Gartner's Simpson believes SMS is a likely way out of mobile commerce's current dilemma. "The lowest common denominator for mobile communications is a GSM mobile phone, which has SMS capability installed by default."

Consumers agree and are more than willing to use their mobiles for mobile commerce applications, a trend already evident in the vast numbers of people entering online competitions.

Matthew Talbot, CEO of Mobile Internet Group (MIG), the company which operates the SMS voting facility for Big Brother, says SMS voting has added a whole new audience, increasing the overall numbers of votes by 400 to 500 percent without reducing the "traditional" 1900 fixed-line constituency. Warren Billington, CEO of SMS consultancy 5th Finger has also run numerous online competitions and says that in the past families would see an advertisement for a competition that could be entered using a fixed-line phone and make a joint decision about the family's single entry. The intimacy and immediacy of a mobile, he says, means each member of a family now places their own individual entry.

Developers are also enthusiastic about SMS. Telpay's CEO Mark Goulding says that from a programming point of view, linking SMS equipment to applications like a bank's credit card systems is not a particularly difficult technical feat. "Because you are receiving characters in a pre-defined configuration, you know what you are going to receive and can program your applications to process it." Developers also recognise that while SMS is crude, newer technologies like MMS or Java-enabled phones are yet to penetrate the market in sufficient numbers to make them an attractive target for mobile commerce applications.

New Premium Charging regimes are also adding momentum to the SMS mobile commerce bandwagon. Premium Charging makes it possible to charge up to $3.00 for each SMS vote in a competition under conditions very similar to 1900 charging schemes. To make SMS even more attractive and easy to use for interactive services, Australia's mobile carriers have banded together to offer seven-digit SMS numbers starting with the prefix 188. SMS wholesalers are even emerging, cutting the cost of sending messages and stepping in with service level guarantees for text messages--a service most carriers do not yet provide.

With this improvement in revenue potential and reliability, SMS has emerged as the most likely vehicle for mobile commerce, and the business models and applications are following. Some print and broadcast advertising has already appeared featuring multiple SMS numbers, each offering a different interactive response. Phone manufacturers are planning new handsets with multiple levels of games that can only be unlocked via SMS, to create a revenue stream for carriers.

Other models are more speculative. Damon Gorrie, Managing Director of Sydney company Communicator, has conceived of a "reverse queuing" application. "No-one likes being put on hold by a call centre," he says. "But imagine sending an SMS to the call centre. Because your mobile number rides along with the SMS, they can call you back. You don't wait. They serve you."

Gorrie has also developed an SMS-based application for a radio station. Listeners text the station to receive a return message listing recently-played songs. Today this application is a useful novelty, but Gorrie believes the technology will soon evolve to the extent that the transaction will expand to allow purchase of the song as an MP3, sent to either the phone or the customer's e-mail address.
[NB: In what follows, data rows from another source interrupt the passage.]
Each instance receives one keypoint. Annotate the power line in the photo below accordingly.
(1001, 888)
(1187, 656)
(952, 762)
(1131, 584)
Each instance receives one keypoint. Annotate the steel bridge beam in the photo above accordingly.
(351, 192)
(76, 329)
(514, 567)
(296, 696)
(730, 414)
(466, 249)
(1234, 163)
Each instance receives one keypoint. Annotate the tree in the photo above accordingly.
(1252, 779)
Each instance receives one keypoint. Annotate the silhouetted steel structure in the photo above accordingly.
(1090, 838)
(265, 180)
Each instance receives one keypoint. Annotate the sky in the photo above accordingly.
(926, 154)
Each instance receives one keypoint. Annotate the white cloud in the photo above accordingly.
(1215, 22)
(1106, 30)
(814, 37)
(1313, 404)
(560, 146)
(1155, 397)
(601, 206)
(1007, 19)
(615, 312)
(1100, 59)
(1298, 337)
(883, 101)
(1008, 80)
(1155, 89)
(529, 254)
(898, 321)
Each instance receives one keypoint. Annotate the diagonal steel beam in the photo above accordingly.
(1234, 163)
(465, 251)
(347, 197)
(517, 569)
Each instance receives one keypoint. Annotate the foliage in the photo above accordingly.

Gartner's Simpson believes this kind of hybrid application is another likely manifestation of mobile commerce. Citing the massive success of Apple's iTunes, he says much mobile commerce will come to be about delivering content for use by mobile devices, even if the transaction is not conducted using a mobile device.

"Being able to buy songs from anywhere isn't necessarily an advance," he says. "In the case of iTunes, it's the iPod which delivers the greater convenience, but its still a mobile commerce application."

Whether these ideas turn out to be killer applications, mere plumbing or commercial roadkill remains to be seen. Yet the mere fact that SMS is the best bet for mobile commerce success is a lesson that surely should have been learned by anyone involved in that optimistic first wave of e-commerce: the best or most exciting technology doesn't win. The best use of the most prosaic technology does.